Indiana University SPEA Edward J. Bloustein School of Planning and Public Policy University of Pennsylvania AIR American University

Panel Paper: What's the Evidence on Evidence-Based Policy? an Exploration of Research Used in US Regulatory Impact Analyses

Friday, November 13, 2015 : 8:30 AM
Grenada (Hyatt Regency Miami)

*Names in bold indicate Presenter

Mia Costa, Bruce A. Desmarais and John Hird, University of Massachusetts, Amherst
Major US federal regulatory decisions are developed and justified using regulatory impact analyses (RIAs) mandated by executive order. While regulators may be motivated by several political and practical reasons to rely on scientific evidence when developing RIAs, they are not required to do so, and previous research has shown that science-use significantly varies across agency and the surrounding political context. Nevertheless, in the “Golden Age of evidence-based policy,” agencies are expected now more than ever to use the best evidence available to craft regulatory policies. There are few systematic analyses regarding the type and quality of evidence used.
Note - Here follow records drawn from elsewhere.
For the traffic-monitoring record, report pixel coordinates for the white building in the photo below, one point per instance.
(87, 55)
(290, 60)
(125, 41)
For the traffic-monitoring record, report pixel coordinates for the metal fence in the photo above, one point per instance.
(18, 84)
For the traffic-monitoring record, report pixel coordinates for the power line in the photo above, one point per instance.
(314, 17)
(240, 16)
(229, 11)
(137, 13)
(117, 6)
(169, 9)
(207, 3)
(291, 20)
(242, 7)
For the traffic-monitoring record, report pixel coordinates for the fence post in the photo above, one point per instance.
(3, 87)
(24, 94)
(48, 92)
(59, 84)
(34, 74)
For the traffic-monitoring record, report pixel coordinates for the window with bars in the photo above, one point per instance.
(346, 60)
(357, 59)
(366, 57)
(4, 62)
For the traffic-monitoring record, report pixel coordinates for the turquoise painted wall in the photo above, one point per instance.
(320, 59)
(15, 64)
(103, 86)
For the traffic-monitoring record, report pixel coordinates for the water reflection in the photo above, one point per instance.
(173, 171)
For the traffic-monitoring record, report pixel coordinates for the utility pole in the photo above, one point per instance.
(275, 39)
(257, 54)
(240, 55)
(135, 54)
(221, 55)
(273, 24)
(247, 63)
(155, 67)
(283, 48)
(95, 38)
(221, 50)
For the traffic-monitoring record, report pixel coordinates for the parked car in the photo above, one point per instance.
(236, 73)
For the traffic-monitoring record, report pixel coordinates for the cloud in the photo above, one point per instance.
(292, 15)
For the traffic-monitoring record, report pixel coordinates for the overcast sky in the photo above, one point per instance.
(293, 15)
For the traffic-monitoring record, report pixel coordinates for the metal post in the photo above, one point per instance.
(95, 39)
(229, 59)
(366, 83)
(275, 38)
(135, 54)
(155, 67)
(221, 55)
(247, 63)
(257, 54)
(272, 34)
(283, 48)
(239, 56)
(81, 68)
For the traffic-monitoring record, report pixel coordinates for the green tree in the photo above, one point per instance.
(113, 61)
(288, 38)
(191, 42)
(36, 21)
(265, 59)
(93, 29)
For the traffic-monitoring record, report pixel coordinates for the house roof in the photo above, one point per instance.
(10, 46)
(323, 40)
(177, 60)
We examine the research cited in RIAs to understand what characteristics of research, scientific or otherwise, are most valued by policymakers. Specifically, we employ a novel dataset of citations in all 108 economically significant RIAs produced by US federal regulatory agencies between 2008 and 2012 to examine knowledge utilization in regulatory policymaking. Building off previous work that focused on peer-reviewed scientific citation patterns in RIAs, which is approximately 20 percent of total RIA citations, we summarize the use of evidence from all sources, including reports, other regulations/laws, law journals, etc.. Our analysis offers important contributions to scholarly research on public policy as well as a practical assessment of the types of research that are useful in the policymaking process. Understanding patterns of evidence use in RIAs advances the collective aim to develop the most effective policies and improve evidence-based policy practices.